Yea, my avatar is 160X64 it aint that big I wish I could use it though


----------



## shaunj66 (Jan 27, 2003)

I agree. 80 pixels is a bit crap!


----------



## Tempest Stormwin (Jan 27, 2003)

And yet for some reason, mine still works as 100x97... the size still says 80x140. It's not a factor of postcount, is it?

-Tempest out.-


----------



## torN (Jan 27, 2003)

I mean it aint that big. Surely a linkage with changing the size


----------



## Tempest Stormwin (Jan 27, 2003)

NICE. I take it you're making a sig to match?

-Tempest out.-


----------



## jEEb (Jan 27, 2003)

im likin his arms dude!


----------



## torN (Jan 28, 2003)

QUOTE(Tempest Stormwind @ Jan 28 2003 said:


> NICE. I take it you're making a sig to match?
> 
> -Tempest out.-


Nah Tempest. Tis for another forum since I wont be able to use it here


----------



## Zarcon (Jan 28, 2003)

Would that forum be taggerz?
The avatar seems to be similar in their style (Mini-sigs)


----------



## Inu268 (Jan 28, 2003)

yeah 160x64  looks good...i maked one to:




my forst animation!


----------



## Siber (Jan 28, 2003)

Yeah I would love to have a bigger dimension 4 avatars because I made one but it dose not look right when its small.


----------



## Inu268 (Jan 22, 2003)

80x140 is to small...change to 90 or 85 instead of 80...my avatar looks bad....


----------



## demu (Jan 29, 2003)

You do forget that there are peeps with 56k modem, plus...I do like to read more than look at pics all day...

And no, don't say you can turn them off in your cp....
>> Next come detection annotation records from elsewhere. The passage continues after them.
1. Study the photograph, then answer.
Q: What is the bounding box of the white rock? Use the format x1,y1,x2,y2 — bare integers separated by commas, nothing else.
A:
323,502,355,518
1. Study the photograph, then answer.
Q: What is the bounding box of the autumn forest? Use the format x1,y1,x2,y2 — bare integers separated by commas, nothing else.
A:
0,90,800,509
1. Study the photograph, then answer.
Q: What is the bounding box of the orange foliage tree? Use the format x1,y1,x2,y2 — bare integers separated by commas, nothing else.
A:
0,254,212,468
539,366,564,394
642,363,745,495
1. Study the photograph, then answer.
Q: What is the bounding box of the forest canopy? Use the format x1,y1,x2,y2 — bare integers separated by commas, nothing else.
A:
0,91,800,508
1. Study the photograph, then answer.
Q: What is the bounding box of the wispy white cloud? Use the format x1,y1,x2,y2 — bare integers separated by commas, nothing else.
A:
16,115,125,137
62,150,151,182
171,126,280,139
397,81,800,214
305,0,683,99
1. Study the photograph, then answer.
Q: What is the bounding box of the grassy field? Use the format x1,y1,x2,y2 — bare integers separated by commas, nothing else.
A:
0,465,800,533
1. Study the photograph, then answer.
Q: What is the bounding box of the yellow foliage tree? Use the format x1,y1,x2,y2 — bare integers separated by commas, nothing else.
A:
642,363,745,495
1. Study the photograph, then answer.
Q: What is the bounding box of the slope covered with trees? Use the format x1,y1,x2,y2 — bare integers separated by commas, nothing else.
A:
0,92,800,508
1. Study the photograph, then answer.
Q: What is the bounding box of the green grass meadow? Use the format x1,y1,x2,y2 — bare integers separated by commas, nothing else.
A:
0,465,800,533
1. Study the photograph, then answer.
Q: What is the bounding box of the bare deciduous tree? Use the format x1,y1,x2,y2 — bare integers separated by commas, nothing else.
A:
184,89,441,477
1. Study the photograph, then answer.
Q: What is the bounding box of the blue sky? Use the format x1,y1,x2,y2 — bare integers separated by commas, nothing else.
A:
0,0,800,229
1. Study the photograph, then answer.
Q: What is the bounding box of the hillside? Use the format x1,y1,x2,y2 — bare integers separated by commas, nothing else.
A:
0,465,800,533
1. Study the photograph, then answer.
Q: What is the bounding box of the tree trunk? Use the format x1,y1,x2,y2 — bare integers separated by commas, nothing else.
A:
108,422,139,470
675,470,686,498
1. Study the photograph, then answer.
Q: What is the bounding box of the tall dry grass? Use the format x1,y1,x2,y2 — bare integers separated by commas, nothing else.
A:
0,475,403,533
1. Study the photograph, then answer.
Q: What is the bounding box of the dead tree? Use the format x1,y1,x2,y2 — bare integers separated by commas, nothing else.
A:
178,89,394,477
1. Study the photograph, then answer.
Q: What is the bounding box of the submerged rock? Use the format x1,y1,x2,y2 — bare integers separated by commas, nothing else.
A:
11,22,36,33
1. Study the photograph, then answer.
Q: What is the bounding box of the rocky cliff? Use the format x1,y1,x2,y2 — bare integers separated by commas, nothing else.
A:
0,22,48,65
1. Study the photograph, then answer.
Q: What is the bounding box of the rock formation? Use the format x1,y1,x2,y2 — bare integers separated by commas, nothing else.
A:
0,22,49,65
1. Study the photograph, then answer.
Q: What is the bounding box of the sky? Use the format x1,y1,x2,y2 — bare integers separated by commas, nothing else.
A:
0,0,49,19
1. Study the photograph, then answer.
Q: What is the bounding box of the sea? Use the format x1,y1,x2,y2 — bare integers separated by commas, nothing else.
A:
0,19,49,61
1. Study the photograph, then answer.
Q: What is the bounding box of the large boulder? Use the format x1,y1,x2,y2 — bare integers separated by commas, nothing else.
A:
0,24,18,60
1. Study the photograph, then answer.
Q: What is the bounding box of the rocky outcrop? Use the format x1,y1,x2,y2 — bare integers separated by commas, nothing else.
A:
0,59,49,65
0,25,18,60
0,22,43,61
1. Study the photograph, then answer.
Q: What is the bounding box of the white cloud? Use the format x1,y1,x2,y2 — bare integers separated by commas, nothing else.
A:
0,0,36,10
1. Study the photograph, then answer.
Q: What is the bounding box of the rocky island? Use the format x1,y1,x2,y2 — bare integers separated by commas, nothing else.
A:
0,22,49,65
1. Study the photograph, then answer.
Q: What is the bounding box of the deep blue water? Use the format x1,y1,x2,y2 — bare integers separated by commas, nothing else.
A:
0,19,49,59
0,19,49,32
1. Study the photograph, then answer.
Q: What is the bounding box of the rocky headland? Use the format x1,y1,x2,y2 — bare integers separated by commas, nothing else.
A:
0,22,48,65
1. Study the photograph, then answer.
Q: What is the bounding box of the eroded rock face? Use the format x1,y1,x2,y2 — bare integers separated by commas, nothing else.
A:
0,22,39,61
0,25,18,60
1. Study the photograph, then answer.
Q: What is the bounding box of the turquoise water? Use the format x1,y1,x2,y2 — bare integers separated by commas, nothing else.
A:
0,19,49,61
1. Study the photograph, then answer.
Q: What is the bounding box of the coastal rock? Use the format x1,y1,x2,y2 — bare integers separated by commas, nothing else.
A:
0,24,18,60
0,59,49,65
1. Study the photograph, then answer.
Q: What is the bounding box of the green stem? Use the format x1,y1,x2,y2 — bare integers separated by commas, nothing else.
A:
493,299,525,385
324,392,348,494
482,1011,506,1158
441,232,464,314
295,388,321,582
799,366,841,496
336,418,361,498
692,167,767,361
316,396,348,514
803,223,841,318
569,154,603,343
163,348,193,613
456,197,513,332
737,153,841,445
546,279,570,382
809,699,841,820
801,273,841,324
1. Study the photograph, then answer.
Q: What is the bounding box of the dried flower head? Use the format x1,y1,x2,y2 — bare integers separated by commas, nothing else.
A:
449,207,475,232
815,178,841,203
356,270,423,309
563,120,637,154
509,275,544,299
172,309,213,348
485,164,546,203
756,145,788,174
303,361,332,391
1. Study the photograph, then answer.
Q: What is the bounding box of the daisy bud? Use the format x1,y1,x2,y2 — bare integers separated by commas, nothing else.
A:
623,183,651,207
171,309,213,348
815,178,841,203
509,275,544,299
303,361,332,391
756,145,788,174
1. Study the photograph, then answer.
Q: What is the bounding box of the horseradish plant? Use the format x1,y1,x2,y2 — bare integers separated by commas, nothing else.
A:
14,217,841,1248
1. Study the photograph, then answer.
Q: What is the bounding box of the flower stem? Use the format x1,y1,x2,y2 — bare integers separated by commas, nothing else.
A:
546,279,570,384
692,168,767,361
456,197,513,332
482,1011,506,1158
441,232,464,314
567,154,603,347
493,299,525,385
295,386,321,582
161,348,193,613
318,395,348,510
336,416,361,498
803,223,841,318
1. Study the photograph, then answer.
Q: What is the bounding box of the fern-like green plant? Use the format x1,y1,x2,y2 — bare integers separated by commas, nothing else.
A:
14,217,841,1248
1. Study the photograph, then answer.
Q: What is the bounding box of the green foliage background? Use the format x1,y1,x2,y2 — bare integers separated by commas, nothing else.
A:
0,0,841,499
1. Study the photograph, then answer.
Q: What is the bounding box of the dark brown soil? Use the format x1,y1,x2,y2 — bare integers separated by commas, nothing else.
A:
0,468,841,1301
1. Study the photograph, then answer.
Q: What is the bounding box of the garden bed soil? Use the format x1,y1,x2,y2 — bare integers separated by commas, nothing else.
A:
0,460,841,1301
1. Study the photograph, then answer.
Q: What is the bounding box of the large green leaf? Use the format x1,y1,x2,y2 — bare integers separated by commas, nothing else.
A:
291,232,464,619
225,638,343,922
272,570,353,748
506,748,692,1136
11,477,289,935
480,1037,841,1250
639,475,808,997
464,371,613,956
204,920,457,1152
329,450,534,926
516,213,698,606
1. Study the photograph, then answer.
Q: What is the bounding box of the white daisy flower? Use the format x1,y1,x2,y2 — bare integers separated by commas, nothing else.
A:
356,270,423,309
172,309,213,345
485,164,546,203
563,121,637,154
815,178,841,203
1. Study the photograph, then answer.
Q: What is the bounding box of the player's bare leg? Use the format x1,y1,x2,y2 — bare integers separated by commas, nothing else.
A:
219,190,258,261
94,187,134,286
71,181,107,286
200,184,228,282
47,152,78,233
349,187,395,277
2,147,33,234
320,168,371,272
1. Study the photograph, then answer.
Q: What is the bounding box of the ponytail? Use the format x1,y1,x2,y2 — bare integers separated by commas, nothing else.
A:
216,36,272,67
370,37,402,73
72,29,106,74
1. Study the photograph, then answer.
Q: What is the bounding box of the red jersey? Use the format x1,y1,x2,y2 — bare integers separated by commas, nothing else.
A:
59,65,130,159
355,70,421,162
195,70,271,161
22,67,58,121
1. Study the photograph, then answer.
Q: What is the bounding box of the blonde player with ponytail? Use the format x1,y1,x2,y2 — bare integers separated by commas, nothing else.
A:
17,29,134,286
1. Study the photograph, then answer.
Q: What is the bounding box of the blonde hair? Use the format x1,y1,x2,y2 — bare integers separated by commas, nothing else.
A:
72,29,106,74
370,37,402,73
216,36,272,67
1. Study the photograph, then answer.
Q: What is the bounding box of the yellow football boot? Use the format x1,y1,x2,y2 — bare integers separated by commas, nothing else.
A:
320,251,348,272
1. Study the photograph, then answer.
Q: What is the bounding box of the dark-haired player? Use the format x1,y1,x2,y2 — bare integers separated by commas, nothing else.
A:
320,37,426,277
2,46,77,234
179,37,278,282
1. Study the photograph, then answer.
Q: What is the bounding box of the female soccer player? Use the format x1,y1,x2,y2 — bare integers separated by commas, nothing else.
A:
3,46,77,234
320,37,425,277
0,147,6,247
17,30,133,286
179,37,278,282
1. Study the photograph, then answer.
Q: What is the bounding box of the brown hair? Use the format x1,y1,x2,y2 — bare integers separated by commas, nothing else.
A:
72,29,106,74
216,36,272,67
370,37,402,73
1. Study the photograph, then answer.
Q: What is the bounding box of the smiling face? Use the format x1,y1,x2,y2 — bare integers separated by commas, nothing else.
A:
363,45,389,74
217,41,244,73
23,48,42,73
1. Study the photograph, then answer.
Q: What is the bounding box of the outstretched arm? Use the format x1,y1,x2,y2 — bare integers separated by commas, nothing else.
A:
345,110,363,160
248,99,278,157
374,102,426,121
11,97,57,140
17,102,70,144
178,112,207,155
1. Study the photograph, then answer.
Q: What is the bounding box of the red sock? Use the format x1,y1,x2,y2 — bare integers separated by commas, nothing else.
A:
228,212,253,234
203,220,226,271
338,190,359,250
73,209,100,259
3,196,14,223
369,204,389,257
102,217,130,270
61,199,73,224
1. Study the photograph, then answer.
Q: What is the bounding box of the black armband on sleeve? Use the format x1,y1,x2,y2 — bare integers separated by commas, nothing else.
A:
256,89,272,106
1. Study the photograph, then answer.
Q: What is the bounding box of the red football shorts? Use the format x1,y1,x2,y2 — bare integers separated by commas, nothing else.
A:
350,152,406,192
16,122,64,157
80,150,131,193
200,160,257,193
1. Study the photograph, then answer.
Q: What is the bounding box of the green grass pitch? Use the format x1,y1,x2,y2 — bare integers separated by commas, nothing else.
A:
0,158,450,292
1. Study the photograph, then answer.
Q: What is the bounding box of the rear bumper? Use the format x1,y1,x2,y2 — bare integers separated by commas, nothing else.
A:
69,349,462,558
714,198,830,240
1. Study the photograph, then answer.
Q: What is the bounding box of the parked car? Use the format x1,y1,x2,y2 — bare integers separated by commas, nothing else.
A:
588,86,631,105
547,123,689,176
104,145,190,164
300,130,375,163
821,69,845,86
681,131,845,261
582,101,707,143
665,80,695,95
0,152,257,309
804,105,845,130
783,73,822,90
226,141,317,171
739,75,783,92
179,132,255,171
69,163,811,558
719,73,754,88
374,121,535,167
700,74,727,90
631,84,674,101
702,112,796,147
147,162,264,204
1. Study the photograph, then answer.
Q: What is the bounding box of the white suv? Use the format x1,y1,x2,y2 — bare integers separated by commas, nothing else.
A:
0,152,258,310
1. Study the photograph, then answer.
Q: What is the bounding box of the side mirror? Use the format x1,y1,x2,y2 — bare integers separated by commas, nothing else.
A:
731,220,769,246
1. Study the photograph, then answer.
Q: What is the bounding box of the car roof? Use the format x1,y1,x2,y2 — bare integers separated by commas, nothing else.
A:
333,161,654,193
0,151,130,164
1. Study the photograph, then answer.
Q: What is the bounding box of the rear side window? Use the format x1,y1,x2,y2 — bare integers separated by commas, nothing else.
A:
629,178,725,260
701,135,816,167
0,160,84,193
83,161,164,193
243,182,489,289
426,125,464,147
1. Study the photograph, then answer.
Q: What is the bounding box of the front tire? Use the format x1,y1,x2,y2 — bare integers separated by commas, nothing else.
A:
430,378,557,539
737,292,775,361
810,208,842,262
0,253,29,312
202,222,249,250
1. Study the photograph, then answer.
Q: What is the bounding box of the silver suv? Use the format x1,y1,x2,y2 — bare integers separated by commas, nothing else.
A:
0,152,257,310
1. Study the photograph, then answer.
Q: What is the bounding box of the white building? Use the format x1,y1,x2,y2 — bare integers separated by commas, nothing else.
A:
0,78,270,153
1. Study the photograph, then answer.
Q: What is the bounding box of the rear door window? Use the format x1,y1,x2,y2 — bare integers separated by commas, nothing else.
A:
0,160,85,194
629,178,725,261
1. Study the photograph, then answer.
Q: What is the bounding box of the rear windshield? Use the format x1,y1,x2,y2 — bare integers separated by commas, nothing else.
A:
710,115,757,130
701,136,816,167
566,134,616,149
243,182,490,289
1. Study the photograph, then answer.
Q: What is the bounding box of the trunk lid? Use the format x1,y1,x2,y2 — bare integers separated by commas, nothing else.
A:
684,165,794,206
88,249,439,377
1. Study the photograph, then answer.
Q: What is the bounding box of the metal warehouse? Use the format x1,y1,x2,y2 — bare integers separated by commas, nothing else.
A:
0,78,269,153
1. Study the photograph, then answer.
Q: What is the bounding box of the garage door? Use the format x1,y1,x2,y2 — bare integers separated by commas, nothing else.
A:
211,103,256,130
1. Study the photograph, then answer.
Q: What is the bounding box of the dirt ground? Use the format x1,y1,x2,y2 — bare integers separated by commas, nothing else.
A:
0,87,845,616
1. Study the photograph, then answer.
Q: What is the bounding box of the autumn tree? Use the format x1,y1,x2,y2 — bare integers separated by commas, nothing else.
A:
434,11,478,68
64x64 or 80x80 is most boards max....


----------



## Dark_Firetime (Jan 31, 2003)

mine is 64 by 64 and im happy to have this size !


----------



## neocat (Jan 31, 2003)

QUOTE(demu @ Jan 29 2003 said:


> You do forget that there are peeps with 56k modem, plus...I do like to read more than look at pics all day...
> 
> And no, don't say you can turn them off in your cp....


Why not? 
	

	
	
		
		

		
			




If you dont like the big sigs or have a slow connection thats precisely what you should do


----------



## SeverGen (Jan 31, 2003)

Nah the avs are fine just the way they are.


----------



## Siber (Feb 1, 2003)

I think they should stay the same because then their will be so much abuse on size. Then everyone else will want them to become larger.


----------



## spidey007 (Feb 1, 2003)

they that would be kinda unfair to the rest plus i think they are good as they are i like the size it gives u enough room


----------



## demu (Feb 1, 2003)

QUOTE(coolcat @ Jan 31 2003 said:


> QUOTE(demu @ Jan 29 2003 said:
> 
> 
> > You do forget that there are peeps with 56k modem, plus...I do like to read more than look at pics all day...
> ...


No no I'm complaining about speed, but with all those images in sigs wher's the place for text?


----------



## Blue_GoD (Feb 16, 2003)

demu is right... bigger images = bigger time loading, but they worth it


----------



## koentje3 (Feb 24, 2003)

I dont get the point of this topic.. :S


----------